As Berwick explains, his agents in the immigration office “just sort-of back-date” the documents.

Of course, there’s no such thing as “sort-of” back-dating a document. It either has the correct date, or it does not.

Yes, Berwick actually claimed his program was “totally legitimate” while using back-dated documents. This is pure nonsense. Programs and passports are, by definition, illegitimate once fraudulent documents are used.

Many of his clients never received a passport. But even the ones that did are not in the clear.

Gray-market passports come with a variety of serious problems. They can be revoked immediately once the scheme is discovered.

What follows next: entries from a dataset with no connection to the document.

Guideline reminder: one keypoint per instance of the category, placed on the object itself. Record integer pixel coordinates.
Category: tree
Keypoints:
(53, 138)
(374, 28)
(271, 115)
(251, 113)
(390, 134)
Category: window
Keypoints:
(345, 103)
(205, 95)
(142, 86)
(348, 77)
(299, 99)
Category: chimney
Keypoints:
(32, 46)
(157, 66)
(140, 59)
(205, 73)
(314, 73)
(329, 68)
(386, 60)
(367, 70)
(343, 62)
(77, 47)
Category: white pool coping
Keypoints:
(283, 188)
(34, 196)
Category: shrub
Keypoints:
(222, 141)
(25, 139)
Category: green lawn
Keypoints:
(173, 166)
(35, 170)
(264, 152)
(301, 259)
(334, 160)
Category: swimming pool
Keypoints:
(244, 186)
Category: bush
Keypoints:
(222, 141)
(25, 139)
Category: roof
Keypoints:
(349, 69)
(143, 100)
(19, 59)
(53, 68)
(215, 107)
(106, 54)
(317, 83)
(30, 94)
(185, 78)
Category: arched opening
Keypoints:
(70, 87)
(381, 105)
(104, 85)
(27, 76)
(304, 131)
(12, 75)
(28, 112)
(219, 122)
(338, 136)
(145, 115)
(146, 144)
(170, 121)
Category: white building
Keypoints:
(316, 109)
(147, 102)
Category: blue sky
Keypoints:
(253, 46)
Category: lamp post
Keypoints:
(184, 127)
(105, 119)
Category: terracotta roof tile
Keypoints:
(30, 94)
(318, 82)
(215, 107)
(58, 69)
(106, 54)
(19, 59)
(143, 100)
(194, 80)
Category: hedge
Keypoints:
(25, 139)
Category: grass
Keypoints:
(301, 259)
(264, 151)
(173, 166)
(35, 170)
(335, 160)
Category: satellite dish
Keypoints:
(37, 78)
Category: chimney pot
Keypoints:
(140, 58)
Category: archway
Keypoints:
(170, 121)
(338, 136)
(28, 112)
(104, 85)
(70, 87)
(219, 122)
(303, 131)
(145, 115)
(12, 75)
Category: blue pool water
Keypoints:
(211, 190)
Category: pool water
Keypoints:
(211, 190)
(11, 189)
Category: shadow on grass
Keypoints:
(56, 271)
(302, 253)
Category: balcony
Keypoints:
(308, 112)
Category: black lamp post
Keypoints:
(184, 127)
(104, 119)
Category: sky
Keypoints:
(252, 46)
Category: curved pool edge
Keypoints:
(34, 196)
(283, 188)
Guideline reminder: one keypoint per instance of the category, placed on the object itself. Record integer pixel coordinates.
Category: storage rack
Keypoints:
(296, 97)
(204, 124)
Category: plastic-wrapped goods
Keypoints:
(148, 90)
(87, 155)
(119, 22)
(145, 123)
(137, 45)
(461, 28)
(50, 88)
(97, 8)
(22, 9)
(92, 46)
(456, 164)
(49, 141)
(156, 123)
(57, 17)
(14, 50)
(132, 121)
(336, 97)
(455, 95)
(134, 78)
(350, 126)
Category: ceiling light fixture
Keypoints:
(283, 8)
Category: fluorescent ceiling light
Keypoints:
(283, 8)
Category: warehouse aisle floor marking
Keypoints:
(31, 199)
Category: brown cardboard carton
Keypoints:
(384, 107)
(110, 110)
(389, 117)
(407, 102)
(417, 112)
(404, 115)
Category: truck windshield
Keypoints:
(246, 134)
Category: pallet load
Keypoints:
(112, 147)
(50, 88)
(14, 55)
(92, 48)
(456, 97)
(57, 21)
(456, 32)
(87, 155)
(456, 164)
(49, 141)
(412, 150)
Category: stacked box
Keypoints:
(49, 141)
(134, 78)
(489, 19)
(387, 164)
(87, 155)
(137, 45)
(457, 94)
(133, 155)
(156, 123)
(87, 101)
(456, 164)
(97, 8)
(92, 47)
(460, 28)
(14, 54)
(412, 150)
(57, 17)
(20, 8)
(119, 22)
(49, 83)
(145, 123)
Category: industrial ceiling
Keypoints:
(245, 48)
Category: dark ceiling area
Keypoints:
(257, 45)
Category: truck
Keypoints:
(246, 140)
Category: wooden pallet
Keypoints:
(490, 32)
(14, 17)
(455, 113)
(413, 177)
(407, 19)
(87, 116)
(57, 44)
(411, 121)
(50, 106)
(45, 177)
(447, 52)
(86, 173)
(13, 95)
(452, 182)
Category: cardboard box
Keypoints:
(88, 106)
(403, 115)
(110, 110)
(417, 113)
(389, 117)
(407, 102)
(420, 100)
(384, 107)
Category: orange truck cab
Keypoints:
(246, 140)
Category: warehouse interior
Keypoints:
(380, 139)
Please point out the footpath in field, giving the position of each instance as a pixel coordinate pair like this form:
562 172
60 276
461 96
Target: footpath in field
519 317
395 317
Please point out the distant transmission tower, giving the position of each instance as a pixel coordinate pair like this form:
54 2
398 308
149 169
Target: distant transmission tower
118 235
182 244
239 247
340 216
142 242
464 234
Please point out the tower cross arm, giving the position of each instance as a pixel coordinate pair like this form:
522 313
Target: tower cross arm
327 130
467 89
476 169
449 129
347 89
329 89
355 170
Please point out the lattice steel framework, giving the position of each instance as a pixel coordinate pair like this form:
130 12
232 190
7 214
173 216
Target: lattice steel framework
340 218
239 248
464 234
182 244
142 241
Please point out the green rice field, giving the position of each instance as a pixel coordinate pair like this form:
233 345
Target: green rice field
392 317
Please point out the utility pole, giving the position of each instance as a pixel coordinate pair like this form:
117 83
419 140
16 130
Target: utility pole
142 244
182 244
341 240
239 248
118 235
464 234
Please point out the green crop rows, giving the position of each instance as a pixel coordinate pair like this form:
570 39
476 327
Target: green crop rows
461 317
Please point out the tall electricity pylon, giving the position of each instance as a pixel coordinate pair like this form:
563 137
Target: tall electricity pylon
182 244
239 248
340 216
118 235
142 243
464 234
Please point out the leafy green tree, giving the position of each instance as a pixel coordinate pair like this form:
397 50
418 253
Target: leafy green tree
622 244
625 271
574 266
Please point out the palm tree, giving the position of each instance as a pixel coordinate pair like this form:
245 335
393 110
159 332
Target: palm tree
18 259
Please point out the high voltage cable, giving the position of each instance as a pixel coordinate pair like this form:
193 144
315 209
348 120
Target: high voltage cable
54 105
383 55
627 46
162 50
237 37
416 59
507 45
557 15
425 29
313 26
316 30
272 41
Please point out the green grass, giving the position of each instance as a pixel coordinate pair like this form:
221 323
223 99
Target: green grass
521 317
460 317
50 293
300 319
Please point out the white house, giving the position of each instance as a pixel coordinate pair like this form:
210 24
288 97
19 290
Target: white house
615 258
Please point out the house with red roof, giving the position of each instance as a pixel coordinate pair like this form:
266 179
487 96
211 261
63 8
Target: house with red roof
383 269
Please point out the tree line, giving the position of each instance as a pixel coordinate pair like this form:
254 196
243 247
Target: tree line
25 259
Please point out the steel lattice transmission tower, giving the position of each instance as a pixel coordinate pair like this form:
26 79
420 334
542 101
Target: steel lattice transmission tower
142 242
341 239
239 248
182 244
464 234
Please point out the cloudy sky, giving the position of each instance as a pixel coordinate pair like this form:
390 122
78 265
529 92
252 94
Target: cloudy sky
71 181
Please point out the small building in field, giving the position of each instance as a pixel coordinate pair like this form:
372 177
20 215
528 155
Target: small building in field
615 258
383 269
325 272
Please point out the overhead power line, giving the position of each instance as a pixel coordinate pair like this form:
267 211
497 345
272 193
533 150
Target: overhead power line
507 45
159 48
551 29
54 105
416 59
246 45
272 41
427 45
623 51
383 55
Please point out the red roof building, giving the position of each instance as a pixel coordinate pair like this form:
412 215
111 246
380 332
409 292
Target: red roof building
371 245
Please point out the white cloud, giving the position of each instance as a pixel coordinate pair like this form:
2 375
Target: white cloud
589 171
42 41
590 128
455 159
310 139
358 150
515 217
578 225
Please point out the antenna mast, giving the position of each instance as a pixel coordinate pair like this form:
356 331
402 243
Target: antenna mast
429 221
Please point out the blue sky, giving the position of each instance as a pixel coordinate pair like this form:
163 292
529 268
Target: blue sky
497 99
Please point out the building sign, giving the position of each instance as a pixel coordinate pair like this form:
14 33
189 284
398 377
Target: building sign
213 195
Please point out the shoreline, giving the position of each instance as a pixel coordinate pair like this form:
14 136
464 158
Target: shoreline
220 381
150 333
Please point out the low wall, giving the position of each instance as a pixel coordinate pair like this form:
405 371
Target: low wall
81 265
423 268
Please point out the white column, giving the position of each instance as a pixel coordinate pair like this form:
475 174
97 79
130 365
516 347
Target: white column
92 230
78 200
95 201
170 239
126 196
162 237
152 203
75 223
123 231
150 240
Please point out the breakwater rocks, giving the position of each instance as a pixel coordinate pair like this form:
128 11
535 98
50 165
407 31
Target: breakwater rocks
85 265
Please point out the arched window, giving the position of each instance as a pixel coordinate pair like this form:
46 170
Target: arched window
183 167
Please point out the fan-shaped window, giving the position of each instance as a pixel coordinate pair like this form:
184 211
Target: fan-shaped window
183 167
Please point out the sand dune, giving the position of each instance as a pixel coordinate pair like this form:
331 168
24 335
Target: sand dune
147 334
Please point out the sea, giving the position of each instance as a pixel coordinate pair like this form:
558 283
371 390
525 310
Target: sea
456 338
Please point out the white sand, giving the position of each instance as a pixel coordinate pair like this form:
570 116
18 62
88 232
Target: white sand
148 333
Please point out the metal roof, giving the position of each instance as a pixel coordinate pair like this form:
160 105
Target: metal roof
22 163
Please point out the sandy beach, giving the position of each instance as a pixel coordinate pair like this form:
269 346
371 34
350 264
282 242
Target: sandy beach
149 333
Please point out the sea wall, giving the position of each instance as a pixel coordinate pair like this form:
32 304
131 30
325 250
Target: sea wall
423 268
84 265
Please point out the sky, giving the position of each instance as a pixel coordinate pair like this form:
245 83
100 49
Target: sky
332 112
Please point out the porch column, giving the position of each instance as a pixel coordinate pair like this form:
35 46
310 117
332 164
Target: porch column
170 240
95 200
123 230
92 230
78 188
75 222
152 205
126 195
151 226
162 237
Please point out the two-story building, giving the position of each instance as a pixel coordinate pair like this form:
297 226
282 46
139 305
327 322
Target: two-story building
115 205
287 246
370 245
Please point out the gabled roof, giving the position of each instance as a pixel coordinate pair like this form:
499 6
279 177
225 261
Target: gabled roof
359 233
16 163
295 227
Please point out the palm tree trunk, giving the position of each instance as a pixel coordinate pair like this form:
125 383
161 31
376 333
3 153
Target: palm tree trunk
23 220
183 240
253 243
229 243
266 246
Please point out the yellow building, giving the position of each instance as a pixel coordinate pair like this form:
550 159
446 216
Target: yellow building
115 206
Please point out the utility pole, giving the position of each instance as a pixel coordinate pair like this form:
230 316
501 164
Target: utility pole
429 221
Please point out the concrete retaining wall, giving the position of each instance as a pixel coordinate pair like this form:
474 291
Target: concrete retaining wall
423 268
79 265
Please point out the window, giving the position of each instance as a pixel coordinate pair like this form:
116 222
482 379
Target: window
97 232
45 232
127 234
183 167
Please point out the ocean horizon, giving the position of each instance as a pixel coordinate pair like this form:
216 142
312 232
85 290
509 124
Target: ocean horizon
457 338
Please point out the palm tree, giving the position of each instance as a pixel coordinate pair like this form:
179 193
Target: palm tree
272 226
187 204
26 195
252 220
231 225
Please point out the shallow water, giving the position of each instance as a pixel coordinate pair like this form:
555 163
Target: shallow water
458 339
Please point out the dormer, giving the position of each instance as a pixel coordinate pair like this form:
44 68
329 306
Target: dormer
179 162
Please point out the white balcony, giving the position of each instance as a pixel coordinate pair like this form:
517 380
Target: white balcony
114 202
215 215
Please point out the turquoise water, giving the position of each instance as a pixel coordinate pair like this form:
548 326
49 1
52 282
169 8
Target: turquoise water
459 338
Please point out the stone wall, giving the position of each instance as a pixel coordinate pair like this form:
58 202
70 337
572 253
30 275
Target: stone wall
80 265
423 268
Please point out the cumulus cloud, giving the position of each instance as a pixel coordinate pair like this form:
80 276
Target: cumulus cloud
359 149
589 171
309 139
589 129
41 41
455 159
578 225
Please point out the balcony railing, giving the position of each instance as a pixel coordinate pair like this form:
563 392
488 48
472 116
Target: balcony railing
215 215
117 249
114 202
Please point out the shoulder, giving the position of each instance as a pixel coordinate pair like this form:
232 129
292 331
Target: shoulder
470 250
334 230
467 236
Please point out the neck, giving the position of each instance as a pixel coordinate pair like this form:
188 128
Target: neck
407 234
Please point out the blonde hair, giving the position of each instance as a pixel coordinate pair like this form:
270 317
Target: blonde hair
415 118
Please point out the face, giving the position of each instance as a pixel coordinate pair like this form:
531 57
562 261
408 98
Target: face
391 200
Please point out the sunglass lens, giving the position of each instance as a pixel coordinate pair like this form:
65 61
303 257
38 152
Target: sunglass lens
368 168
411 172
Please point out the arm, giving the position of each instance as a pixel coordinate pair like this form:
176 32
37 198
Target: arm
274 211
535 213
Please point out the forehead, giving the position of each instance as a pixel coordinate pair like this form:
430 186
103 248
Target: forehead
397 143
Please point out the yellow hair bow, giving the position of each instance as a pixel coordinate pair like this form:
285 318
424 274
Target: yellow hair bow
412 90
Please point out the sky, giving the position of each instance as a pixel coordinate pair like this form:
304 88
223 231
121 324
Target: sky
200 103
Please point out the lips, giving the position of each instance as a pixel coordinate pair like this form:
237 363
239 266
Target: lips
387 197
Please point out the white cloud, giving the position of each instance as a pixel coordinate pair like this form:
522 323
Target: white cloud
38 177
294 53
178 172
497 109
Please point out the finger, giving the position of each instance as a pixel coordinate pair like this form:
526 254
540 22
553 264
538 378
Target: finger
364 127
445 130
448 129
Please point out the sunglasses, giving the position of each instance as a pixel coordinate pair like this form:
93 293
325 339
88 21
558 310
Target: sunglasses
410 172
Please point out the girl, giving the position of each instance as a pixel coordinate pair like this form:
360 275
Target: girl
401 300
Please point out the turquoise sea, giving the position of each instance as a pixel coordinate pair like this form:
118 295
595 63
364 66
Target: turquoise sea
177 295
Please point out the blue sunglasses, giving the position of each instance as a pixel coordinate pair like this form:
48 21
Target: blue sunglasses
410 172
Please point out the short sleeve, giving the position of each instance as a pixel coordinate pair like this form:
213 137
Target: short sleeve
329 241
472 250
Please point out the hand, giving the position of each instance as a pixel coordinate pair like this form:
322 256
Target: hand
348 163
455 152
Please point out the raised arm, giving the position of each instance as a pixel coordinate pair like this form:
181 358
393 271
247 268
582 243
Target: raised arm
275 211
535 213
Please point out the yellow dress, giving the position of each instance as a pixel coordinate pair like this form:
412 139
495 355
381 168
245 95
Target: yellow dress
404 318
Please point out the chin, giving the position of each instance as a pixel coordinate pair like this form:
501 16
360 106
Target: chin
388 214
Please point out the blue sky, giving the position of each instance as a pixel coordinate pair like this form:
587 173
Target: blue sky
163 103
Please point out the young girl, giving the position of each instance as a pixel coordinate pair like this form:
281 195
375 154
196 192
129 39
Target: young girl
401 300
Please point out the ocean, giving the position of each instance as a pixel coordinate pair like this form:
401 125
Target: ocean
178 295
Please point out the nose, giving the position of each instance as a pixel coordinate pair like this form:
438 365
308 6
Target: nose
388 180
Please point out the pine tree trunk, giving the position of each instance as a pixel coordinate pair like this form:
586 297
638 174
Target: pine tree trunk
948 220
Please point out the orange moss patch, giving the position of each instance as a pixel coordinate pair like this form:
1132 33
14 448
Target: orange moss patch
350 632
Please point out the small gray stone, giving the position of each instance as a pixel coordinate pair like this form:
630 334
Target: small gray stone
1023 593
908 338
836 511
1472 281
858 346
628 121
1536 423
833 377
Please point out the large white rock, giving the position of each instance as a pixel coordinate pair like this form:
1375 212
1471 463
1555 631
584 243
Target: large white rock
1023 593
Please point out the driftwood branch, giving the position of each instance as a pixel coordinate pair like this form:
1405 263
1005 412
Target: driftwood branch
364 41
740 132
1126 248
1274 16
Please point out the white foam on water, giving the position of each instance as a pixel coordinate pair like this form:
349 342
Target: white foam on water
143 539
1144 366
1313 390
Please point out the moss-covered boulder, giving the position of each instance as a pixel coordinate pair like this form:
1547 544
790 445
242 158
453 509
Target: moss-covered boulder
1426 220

If the recipient had renounced his original citizenship, the revocation of his gray-market passport would leave him “stateless.”

He would be unable to travel and essentially stuck wherever he is when the passport is revoked – hopefully, somewhere nice.

There can be issues with renewing gray-market passports. Individuals can face charges in the country that issued the passport, and even in their home country, related to bribing government officials. Bank and other financial accounts that were opened with the fraudulent passport can be frozen and seized.

Gray-market passports are far less appealing than many imagine. Sadly, most people believe that they’re buying a completely legitimate passport. They are victims of fraud.

Predictably, Berwick’s illegal Mexican program described failed to deliver on the promises. He confessed to needing to drink just to have the courage to respond to unhappy clients. He claimed to be working on five separate businesses just to earn enough money to refund his clients – meaning, he had already spent the funds before providing his clients with fraudulently acquired passports.

“Refund Policy”

It’s highly unlikely that anybody received a refund – however, this remains an unknown.

It’s a real shame that people were harmed by this scam. Any local immigration lawyer or independent consultant like me would have immediately recognised the program’s illegality.

Under nearly every circumstance, Mexican law requires foreigners to obtain a residency permit and then wait five years before applying for citizenship. To become a Mexican citizen, individuals must also speak fluent Spanish and demonstrate significant integration into Mexican culture.

Passport hucksters like Berwick fail to appreciate the truth about citizenship and residency programs: they are for people to be naturalized and become citizens. Acquiring a passport is more of a side-effect. It’s a benefit that comes from following the rules. The countries with these programs are welcoming people to become citizens and members of their societies – they’re not looking to attract transient drifters.

The promise of obtaining a new citizenship/ residency planning and passport in eight days is simply laughable. You know the old saying about if something sounds too good to be true?

There is no legitimate program in the world that offers passports in eight days, or even eight weeks. The fastest programs take several months.

But please, not again!

The TDV Immigration website has been offline for quite some time. I thought he had exited the passport industry with his tail between his legs. However, he let the cat out during a recent video announcing, “of course, at The Dollar Vigilante… we have… a number of services to help people to expatriate from their country – which we call a tax farm – go to another country that has no taxes that apply to you, so that you don’t have to pay tax. Get second citizenships for example.”

This is yet another danger in going with a passport broker. Middlemen fight their way into these transactions to earn what fees they can. You might be purchasing a passport from one broker who in-turn hires someone like Berwick to do the leg-work.

You might as well light your money on fire.

It is imperative that you and your trusted advisor do the proper due diligence on anyone you are considering hiring to obtain a citizenship or residency planning, and passport.